Profits were ahead even though turnover stayed flat at €110 million, largely thanks to better cost management and an improved product mix.
The society, which is based in Tipperary Town, generated cash inflows of €3 million during the year to December and splashed out almost €1.5 million on capital expenditure. It said “continued prudent management” of its finances meant the balance sheet remained strong, with no net borrowings at year end. Shareholders’ funds stood at €24 million, down slightly from €23 million the previous year.
Speaking at the society’s annual general meeting, chairman Sean Murray said the increased profits were delivered despite adverse changes in EU support structures.
Better control of costs and greater balance in the society’s portfolio of products and businesses, coupled with the ability to hold milk prices steady, were the key drivers that benefited the bottom line.
The co-op’s French subsidiary, the Dijon-based Tippagral, would continue to play a part in extending the co-op’s cheese business.
Mr Murray warned, however, that falling margins were inevitable in the milk business thanks to further cuts in EU supports. But he remained upbeat about the medium term prospects for milk, which he said had “very positive possibilities” despite being volatile in the short term.
General manager Tim Dullea said Brussels-inspired policies on milk management were causing unnecessary hardship among dairy farmers and hurting their incomes.
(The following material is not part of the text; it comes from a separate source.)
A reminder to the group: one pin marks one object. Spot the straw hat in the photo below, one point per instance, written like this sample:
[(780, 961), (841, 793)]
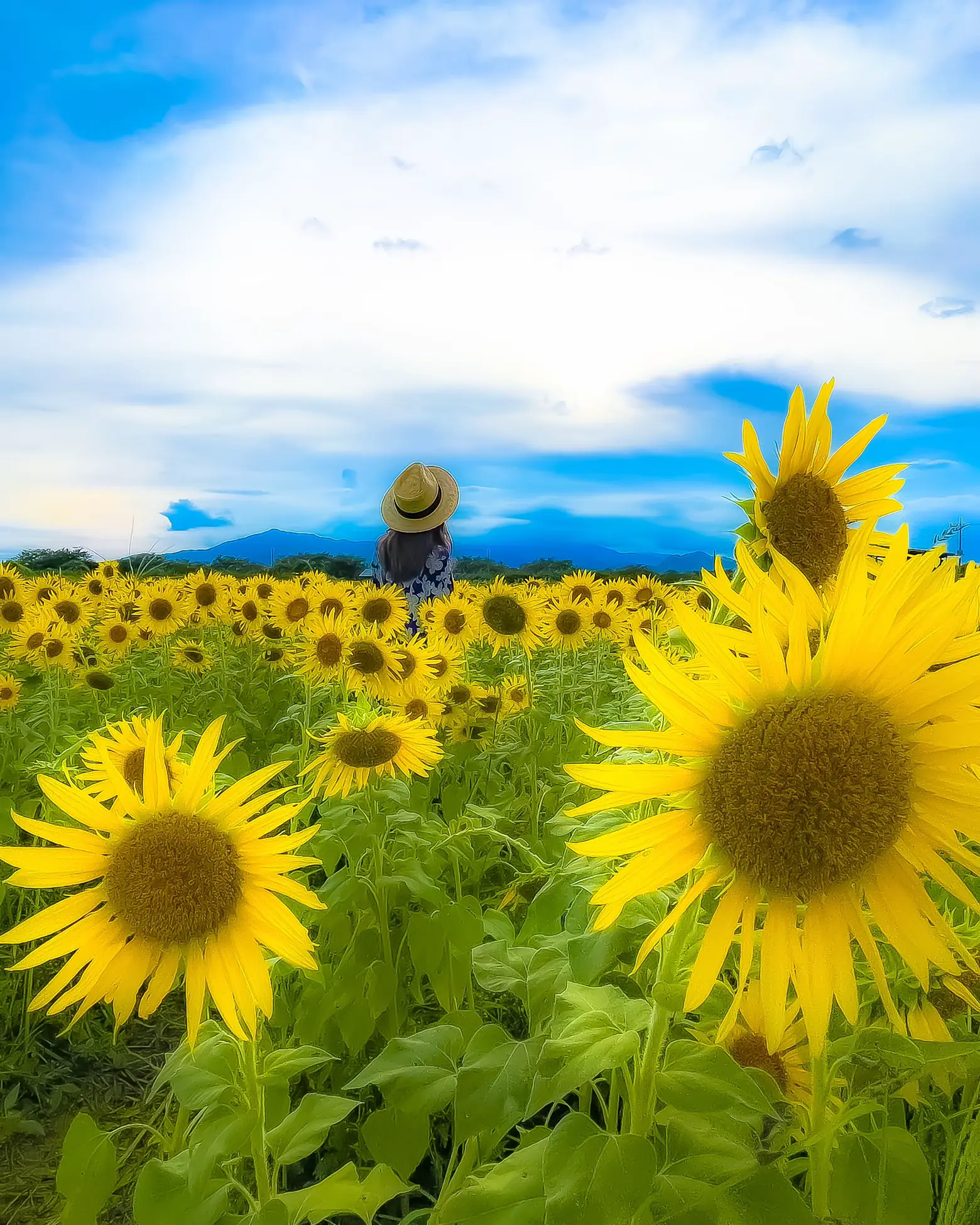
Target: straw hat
[(420, 499)]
These policies could have long-term effects on the stability of markets for diversified dairy products.
Mr Murray is due to step down as chairman and retire from the co-op’s board shortly. He paid tribute to his predecessors and said he was honoured and proud to have served on the co-op’s board for nearly 30 years.
“I have encountered the true co-operative ethos and I have great confidence that it will fortify and endure the society in the challenges ahead,” he said.